In another report on the topic, Armando Piccinni, MD, University of L'Aquila, Italy, elaborated on the clinical findings of BDNF and MDD. Plasma and serum levels of BDNF in 15 drug-free patients suffering from major depression, as well as in 15 healthy controls, were measured over the course of twelve months of antidepressant treatment. Compared to the control group, levels of BDNF were significantly lower in the depressed patients at the time of their baseline measurement (p< 0.05). Following the initiation of antidepressant treatment, BDNF levels remained lower than controls despite the improvement of depression-related symptoms. From this data it was concluded that while BDNF may not be intimately linked to the degree of depression, it may remain a strong “non-specific” trait marker for depression.

In a poster presented by Kyung Hyun Yu, MS, Samsung Biomedical Research Institute, Seoul, responsiveness to the antidepressant, fluoxetine, was evaluated in a sample of 56 patients with late-onset depression who had a Val66Met polymorphism (ie, the gene encoding for BDNF) and 34 normal volunteers. A responder was defined as anyone having a change in the Hamilton Depression Rating score (HAM-D) ≥50 following 6 weeks of treatment.

The results from this study suggest that those patients deficient in BDNF showed the least improvement in depression rating as compared to normal controls following fluoxetine treatment. Though these results were non-significant (p=0.089), Dr. Yu suggests that these findings are encouraging and that much more research in this area should be conducted.

Continuation and Discontinuation of Venlaxafine and its Metabolite in Refractory Depressed Patients:

Patrick Mbaya, MD, University Hospital of South Manchester, UK, presented his data on the efficacy, safety and serum levels of the serotonin and norepinephrine reuptake inhibitor, venlaxafine XL and its active metabolite o-desmethylvenlafaxine (ODV) in refractory depressed patients.

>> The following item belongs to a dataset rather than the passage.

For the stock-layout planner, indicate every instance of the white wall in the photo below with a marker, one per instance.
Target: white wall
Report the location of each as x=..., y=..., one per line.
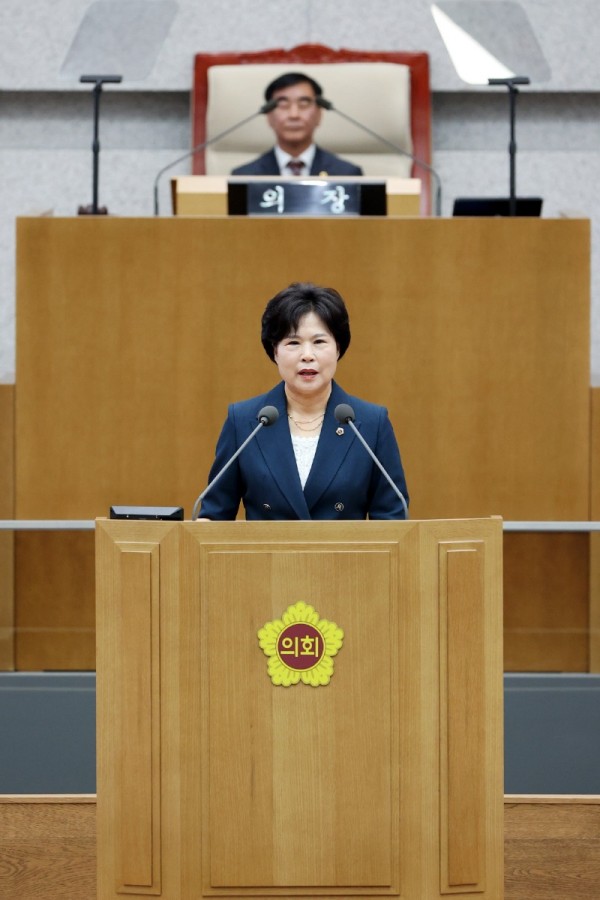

In a cross-sectional design, 50 patients with refractory MDD were assessed over the course of 12-months treatment with a high dose of venlaxafine XL. All patients had been on and failed or began to fail to respond to other antidepressants prior to their inclusion in the study. The primary outcome measures included Global Assessment of Functioning (GAF) scores, a self rating scale of mood and general fatigue, side effects, cardiovascular function, blood pressure, electrocardiograms and serum levels of venlaxafine and its metabolite ODV.

The results indicate that there was a significant relationship between GAF scores and the dose of venlaxafine XL (p<0.05). Specifically, GAF scores improved with administration of venlaxafine XL. Serum levels of venlaxafine and ODV correlated with increased dose and improvement of mood (p<0.05). These results indicate that the therapeutic effect of venlaxafine XL is due to the drug, as well as its metabolite ODV; the author suggests that this provides evidence that ODV is active in the context of treating depression. No major side effects, including cardiovascular events, occurred or were correlated with venlaxafine or its metabolite ODV.

Though this drug does show efficacy in treating patients with MDD who are refractory, Dr. Mbaya cautioned that venlaxafine is not recommended for everyone. Further recommendations include the close monitoring of patients on a high dose of venlaxafine, including assessments of blood pressure, elctrocardiograms and electrolytes. Overall, Dr. Mbaya notes, venlaxafine is safe and effective, and its treatment effects appear to be due to both the drug and its active metabolite ODV.